In vitro mutagenesis and overexpression of the Escherichia coli trpA gene and the partial characterization of the resultant tryptophan synthase mutant alpha-subunits
Milton, D.L.; Napier, M.L.; Myers, R.M.; Hardman, J.K.
Journal of Biological Chemistry 261(35): 16604-16615
ISSN/ISBN: 0021-9258 PMID: 3023357 Accession: 040392175
A mutagenesis approach was initiated in order to examine further the folding behavior of the alpha-subunit of the Escherichia coli tryptophan synthase. A random single base pair saturation mutagenesis procedure (Myers, R.M., Lerman, L.S., and Maniatis, T. (1985) Science 229, 242-247) was applied in vitro to subcloned fragments of the trpA gene, which codes for this polypeptide. Mutagenesis plasmid vectors were constructed containing three fragments of the trpA gene which together code for about half of the total amino acid residues of the alpha-subunit.

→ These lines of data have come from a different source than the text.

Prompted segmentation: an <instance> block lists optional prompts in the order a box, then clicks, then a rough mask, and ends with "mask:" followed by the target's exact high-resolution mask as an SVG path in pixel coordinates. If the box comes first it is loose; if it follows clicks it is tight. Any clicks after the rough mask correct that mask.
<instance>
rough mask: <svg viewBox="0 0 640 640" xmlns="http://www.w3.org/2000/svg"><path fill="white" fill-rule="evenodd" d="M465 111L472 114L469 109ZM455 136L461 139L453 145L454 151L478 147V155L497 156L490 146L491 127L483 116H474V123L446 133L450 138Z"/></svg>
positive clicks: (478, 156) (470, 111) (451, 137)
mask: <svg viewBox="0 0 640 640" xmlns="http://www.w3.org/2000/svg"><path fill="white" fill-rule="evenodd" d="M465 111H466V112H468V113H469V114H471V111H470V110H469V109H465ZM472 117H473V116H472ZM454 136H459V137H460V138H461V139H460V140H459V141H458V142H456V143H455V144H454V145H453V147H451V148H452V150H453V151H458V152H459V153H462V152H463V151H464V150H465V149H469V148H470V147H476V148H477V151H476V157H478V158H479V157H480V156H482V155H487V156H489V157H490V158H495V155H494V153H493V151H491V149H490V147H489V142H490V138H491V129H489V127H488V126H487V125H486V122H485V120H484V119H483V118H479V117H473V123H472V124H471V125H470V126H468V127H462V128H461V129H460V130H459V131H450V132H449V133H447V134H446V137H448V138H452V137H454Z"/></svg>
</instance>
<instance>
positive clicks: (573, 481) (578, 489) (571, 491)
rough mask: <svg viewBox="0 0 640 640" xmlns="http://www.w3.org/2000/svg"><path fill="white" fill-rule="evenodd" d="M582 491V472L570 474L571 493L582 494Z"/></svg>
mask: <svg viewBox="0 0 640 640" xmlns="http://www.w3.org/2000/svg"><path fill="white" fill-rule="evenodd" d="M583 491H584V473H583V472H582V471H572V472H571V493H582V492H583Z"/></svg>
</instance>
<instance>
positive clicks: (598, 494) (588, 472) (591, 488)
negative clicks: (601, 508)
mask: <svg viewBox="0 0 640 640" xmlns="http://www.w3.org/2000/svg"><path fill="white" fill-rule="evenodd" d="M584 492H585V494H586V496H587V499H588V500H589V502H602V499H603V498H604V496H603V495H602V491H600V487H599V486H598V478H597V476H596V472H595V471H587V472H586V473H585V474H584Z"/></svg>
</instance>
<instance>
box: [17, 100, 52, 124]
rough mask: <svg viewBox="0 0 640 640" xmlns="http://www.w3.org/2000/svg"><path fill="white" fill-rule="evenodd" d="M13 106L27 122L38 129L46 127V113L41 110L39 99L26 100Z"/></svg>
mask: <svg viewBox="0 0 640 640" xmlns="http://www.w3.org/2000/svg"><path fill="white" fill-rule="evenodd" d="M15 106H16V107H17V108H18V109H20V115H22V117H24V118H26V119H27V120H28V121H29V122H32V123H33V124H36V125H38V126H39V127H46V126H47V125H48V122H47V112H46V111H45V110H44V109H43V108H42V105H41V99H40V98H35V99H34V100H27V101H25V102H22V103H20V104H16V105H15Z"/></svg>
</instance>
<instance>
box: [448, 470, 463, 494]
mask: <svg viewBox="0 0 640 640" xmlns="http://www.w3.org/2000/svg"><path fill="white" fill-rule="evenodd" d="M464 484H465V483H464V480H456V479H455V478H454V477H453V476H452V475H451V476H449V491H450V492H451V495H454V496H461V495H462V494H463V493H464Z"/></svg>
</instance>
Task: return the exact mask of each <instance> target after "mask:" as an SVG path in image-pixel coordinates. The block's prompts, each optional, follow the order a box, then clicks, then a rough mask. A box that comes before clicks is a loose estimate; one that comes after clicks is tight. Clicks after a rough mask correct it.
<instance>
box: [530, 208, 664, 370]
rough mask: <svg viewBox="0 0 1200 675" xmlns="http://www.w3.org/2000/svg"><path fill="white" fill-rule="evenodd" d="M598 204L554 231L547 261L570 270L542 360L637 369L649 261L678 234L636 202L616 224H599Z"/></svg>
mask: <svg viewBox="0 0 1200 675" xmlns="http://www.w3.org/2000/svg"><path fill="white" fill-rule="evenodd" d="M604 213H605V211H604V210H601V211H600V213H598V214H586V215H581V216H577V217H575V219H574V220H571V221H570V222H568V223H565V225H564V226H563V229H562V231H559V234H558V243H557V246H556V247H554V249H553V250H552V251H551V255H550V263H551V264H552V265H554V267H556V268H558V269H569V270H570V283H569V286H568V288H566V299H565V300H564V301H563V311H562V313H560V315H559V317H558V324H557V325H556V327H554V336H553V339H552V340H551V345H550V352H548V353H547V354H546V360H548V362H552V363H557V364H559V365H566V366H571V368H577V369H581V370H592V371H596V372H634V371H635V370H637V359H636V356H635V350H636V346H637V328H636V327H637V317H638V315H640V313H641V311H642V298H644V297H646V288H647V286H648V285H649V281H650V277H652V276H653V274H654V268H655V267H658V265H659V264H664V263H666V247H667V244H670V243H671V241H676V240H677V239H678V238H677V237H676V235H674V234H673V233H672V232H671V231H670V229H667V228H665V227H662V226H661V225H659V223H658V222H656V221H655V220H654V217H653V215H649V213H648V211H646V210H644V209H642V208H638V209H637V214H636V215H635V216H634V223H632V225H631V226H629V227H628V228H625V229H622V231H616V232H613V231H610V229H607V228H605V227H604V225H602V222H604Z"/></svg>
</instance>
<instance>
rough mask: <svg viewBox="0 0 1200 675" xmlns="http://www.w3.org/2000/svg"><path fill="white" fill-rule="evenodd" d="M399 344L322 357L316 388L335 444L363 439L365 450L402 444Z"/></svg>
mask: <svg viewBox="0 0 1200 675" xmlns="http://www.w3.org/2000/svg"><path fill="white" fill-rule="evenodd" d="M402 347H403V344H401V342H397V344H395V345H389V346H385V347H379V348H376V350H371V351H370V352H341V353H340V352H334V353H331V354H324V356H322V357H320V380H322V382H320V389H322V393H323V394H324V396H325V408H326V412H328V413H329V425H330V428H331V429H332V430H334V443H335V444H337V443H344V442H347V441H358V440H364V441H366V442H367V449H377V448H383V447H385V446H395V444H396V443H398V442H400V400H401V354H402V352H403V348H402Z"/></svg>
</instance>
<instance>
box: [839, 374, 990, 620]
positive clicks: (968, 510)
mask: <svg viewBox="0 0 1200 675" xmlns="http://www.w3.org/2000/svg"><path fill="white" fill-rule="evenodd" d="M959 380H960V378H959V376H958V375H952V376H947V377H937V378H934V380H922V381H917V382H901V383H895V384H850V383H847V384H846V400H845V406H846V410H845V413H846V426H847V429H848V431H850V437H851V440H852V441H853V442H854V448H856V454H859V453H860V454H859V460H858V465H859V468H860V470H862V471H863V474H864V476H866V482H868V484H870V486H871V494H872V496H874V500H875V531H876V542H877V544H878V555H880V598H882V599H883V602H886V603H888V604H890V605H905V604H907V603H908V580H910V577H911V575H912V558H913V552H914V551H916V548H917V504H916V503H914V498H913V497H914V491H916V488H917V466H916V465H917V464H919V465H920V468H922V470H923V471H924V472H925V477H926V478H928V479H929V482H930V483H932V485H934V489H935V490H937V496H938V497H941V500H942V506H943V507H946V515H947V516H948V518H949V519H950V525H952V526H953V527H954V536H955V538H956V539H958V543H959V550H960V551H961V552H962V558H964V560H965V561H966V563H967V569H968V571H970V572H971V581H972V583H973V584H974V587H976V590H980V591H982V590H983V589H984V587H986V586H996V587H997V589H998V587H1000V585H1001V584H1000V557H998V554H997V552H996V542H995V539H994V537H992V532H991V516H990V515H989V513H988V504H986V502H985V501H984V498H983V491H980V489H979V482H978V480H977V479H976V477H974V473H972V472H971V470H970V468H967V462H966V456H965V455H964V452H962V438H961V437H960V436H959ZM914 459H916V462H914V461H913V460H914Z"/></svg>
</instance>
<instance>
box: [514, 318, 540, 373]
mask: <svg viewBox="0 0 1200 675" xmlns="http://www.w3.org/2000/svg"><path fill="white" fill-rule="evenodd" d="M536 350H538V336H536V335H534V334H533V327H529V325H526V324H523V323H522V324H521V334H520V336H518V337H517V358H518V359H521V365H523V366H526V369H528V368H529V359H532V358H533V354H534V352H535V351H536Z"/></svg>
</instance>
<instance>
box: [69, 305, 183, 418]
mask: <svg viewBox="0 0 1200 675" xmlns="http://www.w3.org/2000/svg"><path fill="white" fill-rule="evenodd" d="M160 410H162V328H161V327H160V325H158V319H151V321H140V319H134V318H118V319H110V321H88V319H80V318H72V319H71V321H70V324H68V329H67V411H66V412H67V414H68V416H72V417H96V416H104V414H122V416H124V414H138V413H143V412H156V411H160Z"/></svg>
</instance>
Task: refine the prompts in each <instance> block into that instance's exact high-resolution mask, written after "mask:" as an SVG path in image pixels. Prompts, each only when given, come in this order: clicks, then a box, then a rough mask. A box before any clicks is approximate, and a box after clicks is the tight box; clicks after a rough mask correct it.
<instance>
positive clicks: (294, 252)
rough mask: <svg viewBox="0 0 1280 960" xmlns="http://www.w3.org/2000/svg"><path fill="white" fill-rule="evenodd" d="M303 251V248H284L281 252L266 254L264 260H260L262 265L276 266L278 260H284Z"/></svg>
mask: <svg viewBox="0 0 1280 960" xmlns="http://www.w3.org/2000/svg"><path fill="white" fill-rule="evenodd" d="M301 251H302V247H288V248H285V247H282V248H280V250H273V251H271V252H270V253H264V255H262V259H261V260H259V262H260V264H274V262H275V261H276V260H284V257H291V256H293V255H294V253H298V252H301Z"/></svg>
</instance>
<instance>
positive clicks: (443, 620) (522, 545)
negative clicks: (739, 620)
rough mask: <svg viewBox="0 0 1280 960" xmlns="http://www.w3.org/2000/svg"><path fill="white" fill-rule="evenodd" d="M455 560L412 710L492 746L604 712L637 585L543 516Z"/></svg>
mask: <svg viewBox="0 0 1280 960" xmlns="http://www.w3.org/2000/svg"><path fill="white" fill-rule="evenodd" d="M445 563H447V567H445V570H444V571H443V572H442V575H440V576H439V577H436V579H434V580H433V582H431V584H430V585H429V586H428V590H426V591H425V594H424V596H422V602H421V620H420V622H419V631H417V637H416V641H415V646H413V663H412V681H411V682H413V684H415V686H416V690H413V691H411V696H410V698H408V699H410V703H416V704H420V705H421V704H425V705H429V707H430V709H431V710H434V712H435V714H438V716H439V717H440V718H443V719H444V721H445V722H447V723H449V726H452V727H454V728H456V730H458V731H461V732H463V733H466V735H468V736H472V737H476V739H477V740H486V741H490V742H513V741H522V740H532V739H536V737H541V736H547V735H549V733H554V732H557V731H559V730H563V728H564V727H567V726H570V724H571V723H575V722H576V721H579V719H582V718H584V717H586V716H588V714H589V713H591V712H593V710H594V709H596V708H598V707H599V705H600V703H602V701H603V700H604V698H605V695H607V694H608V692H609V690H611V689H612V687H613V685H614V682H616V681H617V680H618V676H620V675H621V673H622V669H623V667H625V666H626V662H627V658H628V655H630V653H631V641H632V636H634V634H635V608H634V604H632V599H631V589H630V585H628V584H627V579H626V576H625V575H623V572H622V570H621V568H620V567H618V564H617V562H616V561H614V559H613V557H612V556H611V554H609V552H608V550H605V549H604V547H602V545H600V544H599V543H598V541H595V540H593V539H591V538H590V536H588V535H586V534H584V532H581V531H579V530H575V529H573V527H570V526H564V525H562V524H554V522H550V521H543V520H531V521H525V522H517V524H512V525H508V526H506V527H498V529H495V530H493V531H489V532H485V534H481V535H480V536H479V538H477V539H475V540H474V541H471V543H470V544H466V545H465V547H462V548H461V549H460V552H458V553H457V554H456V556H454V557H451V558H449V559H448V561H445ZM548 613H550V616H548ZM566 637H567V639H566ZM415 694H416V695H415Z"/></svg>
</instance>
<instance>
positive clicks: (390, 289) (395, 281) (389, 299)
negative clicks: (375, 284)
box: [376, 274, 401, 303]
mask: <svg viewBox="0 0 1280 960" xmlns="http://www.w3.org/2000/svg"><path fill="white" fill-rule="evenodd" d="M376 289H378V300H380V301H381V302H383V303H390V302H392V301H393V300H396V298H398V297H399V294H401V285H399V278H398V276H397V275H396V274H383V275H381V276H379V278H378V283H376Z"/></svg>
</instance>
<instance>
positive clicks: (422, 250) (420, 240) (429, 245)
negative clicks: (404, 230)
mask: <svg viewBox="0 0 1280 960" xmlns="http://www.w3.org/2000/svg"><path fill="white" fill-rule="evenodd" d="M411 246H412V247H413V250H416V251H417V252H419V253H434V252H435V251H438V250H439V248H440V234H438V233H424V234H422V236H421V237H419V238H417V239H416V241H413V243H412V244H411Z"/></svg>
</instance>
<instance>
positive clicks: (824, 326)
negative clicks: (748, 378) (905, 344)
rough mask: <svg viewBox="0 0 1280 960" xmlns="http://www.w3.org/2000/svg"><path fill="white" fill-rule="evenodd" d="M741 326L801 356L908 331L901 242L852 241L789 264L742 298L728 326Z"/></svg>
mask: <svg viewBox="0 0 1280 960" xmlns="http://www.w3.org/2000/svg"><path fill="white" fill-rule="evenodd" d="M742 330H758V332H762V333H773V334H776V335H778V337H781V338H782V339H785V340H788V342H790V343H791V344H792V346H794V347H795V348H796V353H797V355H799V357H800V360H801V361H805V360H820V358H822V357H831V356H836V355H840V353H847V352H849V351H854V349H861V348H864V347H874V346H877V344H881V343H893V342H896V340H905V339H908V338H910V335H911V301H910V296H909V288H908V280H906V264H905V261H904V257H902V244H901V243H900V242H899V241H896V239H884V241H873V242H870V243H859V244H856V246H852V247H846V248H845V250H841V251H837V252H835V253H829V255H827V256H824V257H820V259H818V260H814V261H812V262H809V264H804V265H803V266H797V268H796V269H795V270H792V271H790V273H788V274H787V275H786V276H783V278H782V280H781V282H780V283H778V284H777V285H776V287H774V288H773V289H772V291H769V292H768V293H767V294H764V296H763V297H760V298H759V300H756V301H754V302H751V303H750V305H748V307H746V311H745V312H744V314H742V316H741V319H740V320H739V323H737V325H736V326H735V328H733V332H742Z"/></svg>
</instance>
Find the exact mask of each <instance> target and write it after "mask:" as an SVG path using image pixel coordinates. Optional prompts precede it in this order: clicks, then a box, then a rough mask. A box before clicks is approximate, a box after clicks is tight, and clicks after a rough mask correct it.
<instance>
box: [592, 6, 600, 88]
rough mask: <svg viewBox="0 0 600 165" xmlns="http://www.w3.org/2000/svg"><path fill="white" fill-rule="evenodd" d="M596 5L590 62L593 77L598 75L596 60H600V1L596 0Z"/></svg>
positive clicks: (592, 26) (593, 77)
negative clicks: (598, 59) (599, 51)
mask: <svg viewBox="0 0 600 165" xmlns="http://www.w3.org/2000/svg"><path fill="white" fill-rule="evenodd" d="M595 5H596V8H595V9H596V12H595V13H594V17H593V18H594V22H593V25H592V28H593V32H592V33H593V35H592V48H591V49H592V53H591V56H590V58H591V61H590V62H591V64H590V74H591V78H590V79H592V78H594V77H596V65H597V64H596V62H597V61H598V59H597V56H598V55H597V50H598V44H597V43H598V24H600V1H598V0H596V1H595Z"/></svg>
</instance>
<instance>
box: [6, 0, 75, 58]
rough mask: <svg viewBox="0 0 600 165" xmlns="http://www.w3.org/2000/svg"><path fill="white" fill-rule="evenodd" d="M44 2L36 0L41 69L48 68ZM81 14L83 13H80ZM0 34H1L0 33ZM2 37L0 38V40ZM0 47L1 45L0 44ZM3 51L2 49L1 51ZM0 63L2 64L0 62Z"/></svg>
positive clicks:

The vectors were constructed such that each strand of each trpA fragment could be altered. These trpA fragments were mutagenized in vitro (using nitrous acid, formic acid, hydrazine, and potassium permanganate), and several thousands of mutants have been isolated. Thirty-two mutants, contained within the first two trpA fragments (which encompass the first 206 base pairs of the trpA gene and encode the first 63 residues of the alpha-subunit) have been sequenced. Of these, 20 (63%) contained single base pair alterations, 12 (37%) contained multiple alterations, and 17 (53%) of these base pair alterations resulted in single amino acid substitutions. Selected mutant trpA fragments were subcloned into an overexpression vector in which the trpA gene is controlled by the tac promoter and is inducible by lactose. The kinetics and extent of induction show that after 22 h of induction, the wild-type alpha-subunit constituted about 30% of the total protein. A simple one-step purification procedure for the alpha-subunit is described in which 15 mg of alpha-subunit can be obtained from 200 ml of fully induced cultures. The mutant trpA genes were induced for mutant alpha-subunit expression, and an initial examination of their properties in crude extracts was performed. Of the 17 mutant proteins examined, most were overproduced to levels comparable to that for the wild-type alpha-subunit. An analysis of the apparent stability, beta 2-subunit-activating activity, and intrinsic activity of this group of mutant alpha-subunits suggests that many amino acid alterations have no apparent effect; there is a variety of novel functional defects; and a sequence located near residues 28 through 54 may be particularly critical for the normal folding of the polypeptide.